PENDANT LES MESURES D’INSTRUCTION IN FUTURUM (expertise judiciaire)
Un référé expertise judiciaire suspend le délai de garantie légale mais ne l’interrompt pas, s’agissant non pas d’un délai de prescription mais d’un délai de forclusion.
1) Expertise judiciaire et suspension.
Sous l’empire de l’ancien article 2244 du Code Civil, l’assignation en référé interrompait la prescription. Cela aboutissait à faire courir un nouveau délai de prescription au jour du prononcé de l’ordonnance en référé.
Le nouvel 2239 du code civil, issu de la loi du 17 juin 2008, a introduit une nouvelle cause de suspension de la prescription. Ce texte prévoit ainsi que « la prescription est […] suspendue lorsque le juge fait droit à une demande d’instruction présentée avant tout procès » et que « le délai de prescription recommence à courir, pour une durée qui ne peut être inférieure à six mois, à compter du jour où la mesure a été exécutée».
Cependant, les commentateurs avaient relevé que cet article visait uniquement les « délais de prescription » et non les « délais de forclusion ».
Or, l’article 2220 du code civil prévoit expressément que « les délais de forclusion ne sont pas, sauf dispositions contraires prévues par la loi, régis par le présent titre ».
La Cour de Cassation retient une interprétation stricte du texte en retenant que « la suspension de la prescription prévue par l’article 2239 du code civil n’est pas applicable au délai de forclusion » (Cass. civ. 3ème, 3 juin 2015, pourvoi n°14-15.796).
Reste que l’article 2241 du Code Civil prévoit :
« La demande en justice, même en référé, interrompt le délai de prescription ainsi que le délai de forclusion ».
2) Concernant les délais de forclusion.
La mesure de référé-expertise n’entraîne aucune suspension, mais bénéficierait uniquement de l’interruption consécutive à l’assignation en référé en application de l’article 2241 du code civil (qui vise expressément les « délais de forclusion »). Le nouveau délai est décompté dès le prononcé de l’ordonnance et donc pendant le cours des opérations d’expertise.
3) Pour les délais de prescription.
L’assignation en référé emporterait non seulement un effet interruptif, mais sera en outre assortie d’une suspension.
4) Application à la responsabilité légale des constructeurs :
La Cour de Cassation a rappelé, concernant les garanties légales, qu’il s’agit non pas de délai de prescription mais de forclusion.

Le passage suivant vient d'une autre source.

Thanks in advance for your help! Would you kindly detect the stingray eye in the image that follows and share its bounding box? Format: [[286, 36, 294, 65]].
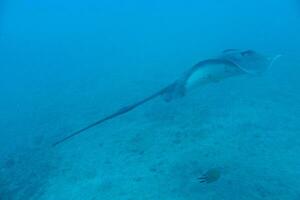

Ce délai est interrompu par l’assignation en référé, mais n’est pas suspendu le temps de la mesure d’expertise :
- C.Cass.Civ3.10 Novembre 2016 N°15-24289 :
« Attendu que, pour déclarer prescrite l’action de M. et Mme Y… sur le fondement de la garantie décennale, l’arrêt retient que le 12 mai 2008 étant un jour férié, l’assignation en référé délivrée le 13 mai 2008, ultime jour utile pour introduire l’action en responsabilité décennale, a suspendu le délai de la prescription dans les conditions prévues à l’article 2239 du code civil et que, le rapport d’expertise ayant été déposé le 4 mai 2009, ils disposaient, en vertu des dispositions de cet article, d’un délai de six mois supplémentaire, expirant le 4 novembre 2009, pour délivrer leur assignation au fond. Qu’en statuant ainsi, alors que la suspension de la prescription n’est pas applicable au délai de forclusion de la garantie décennale, la cour d’appel a violé le texte susvisé ».
- C.Cass.Civ3.4 Novembre 2004.N°03-12481 :
« Mais attendu que le principe selon lequel l’exception est perpétuelle ne s’appliquant pas au délai de la garantie biennale invoqué par les parties qui est un délai de forclusion, non de prescription ».
Le risque serait donc que le rapport d’expertise soit déposé alors que le délai de forclusion est expiré, obligeant le demandeur à doubler son assignation en référé d’une action au fond, pour préserver le délai.